Fulvio Di Piazza, Pacific, 2014

Poi il ritmo si spezza. Con Emanuele Giuffrida, il vuoto acquista centralità: ambienti rarefatti, interni deserti, luci crudeli che trasformano l’assenza in materia visiva. Le sue tele sospendono il tempo e costringono lo spettatore a un confronto silenzioso con lo spazio e la luce, restituendo alla pittura una dimensione meditativa. Di segno opposto, ma complementare, Ariel Cabrera Montejo affronta la storia come un archivio da dissacrare e reinventare: l’iconografia patriottica cubana viene ricomposta in scene ambigue, dove erotismo e memoria si fondono in un linguaggio che trasforma il passato in un campo di tensione critica.

Ruth Beraha, Love me tender, 2020

Le masse indistinte di Ruth Beraha si presentano come un esercizio di spersonalizzazione: volti ripetuti fino alla perdita d’identità, un coro visivo che riflette sul potere e sulle sue forme invisibili. Chiara Calore, invece, si muove nelle zone di confine tra umano e inumano: le sue figure ibride, sospese tra animale, vegetale e spirituale, sembrano evocare un’iconografia arcaica e insieme ultramoderna, una pittura che parla di metamorfosi più che di rappresentazione.

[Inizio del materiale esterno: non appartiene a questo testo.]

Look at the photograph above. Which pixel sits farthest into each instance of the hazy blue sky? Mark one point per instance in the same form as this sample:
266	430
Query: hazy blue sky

Andrea Mastrovito rilegge il gesto infantile del frottage per costruire atlanti concettuali in cui economia e memoria diventano materia pittorica, mentre Pete Wheeler gioca con collisioni e dissonanze tra figurazione e astrazione, spingendo l’immagine verso la soglia della sua dissoluzione. Santiago Ydáñez affronta il volto umano come campo di tensione estrema: deformato, ingigantito, reso icona di una condizione universale di fragilità. Chiude il percorso Federico Guida, con una pittura sospesa, abitata da figure silenziose e dense di una drammaticità che non urla ma persiste, come un’eco antica.

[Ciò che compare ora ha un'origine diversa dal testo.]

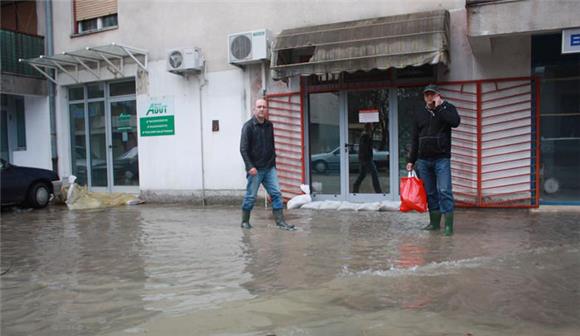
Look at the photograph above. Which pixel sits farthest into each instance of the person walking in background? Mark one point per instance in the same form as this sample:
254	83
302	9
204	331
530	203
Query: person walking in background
430	155
257	149
365	159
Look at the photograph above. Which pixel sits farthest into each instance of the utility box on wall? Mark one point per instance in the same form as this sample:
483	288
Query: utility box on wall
249	47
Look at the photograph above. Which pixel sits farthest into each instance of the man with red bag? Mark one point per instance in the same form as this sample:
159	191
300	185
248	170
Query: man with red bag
430	155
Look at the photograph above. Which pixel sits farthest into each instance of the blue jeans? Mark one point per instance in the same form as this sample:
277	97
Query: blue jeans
436	176
269	178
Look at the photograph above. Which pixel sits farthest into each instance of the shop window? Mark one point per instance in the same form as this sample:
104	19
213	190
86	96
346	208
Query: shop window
559	77
92	16
20	120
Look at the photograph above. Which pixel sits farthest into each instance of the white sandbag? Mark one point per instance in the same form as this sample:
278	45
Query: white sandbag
348	206
298	201
390	205
374	206
311	205
330	205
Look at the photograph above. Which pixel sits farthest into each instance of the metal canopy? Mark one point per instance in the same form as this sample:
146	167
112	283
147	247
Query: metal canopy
378	43
112	56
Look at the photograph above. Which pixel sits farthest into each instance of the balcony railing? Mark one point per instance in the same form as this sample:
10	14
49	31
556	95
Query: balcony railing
16	45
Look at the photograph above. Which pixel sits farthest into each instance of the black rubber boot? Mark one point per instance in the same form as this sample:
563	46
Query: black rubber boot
434	221
449	224
280	222
246	220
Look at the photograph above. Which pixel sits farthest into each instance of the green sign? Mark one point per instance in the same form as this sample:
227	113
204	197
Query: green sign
158	118
153	126
124	123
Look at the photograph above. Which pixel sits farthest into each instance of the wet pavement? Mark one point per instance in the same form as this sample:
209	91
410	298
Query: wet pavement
177	270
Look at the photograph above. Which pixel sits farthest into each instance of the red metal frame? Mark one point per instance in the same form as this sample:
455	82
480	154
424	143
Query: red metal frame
291	150
472	147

Pete Wheeler, Skin for skin, 2011

In questo intreccio non c’è gerarchia: le opere non si dispongono in serie, ma si rispondono, generando un tessuto di risonanze che attraversa lo spazio. L’allestimento, volutamente essenziale, amplifica questa coralità: la Chiesa monumentale di San Francesco diventa un luogo di concentrazione, dove la pittura non è oggetto, ma esperienza, un dispositivo che costringe a riconsiderare la postura dello sguardo.

La mostra nasce dalla collezione della Fondazione THE BANK ETS – Istituto per gli Studi sulla Pittura Contemporanea, fondata da Antonio Menon nel 2023. Con oltre 1.300 opere, la Fondazione è un osservatorio dedicato alla pittura figurativa, un archivio critico che promuove progetti espositivi e pubblicazioni capaci di restituire alla pittura il ruolo di linguaggio ancora radicalmente necessario.

Dal 9 agosto, Giganti si configura come un dispositivo capace di sospendere ogni automatismo dello sguardo. Non si tratta di vedere di più, ma di vedere diversamente: di accettare la pittura come campo di esperienza, come struttura che costringe a un confronto diretto e intransigente.

In questo spazio, l’immagine non si limita a esistere: agisce. E nell’attrito che instaura con chi guarda, restituisce alla visione il suo compito critico più radicale.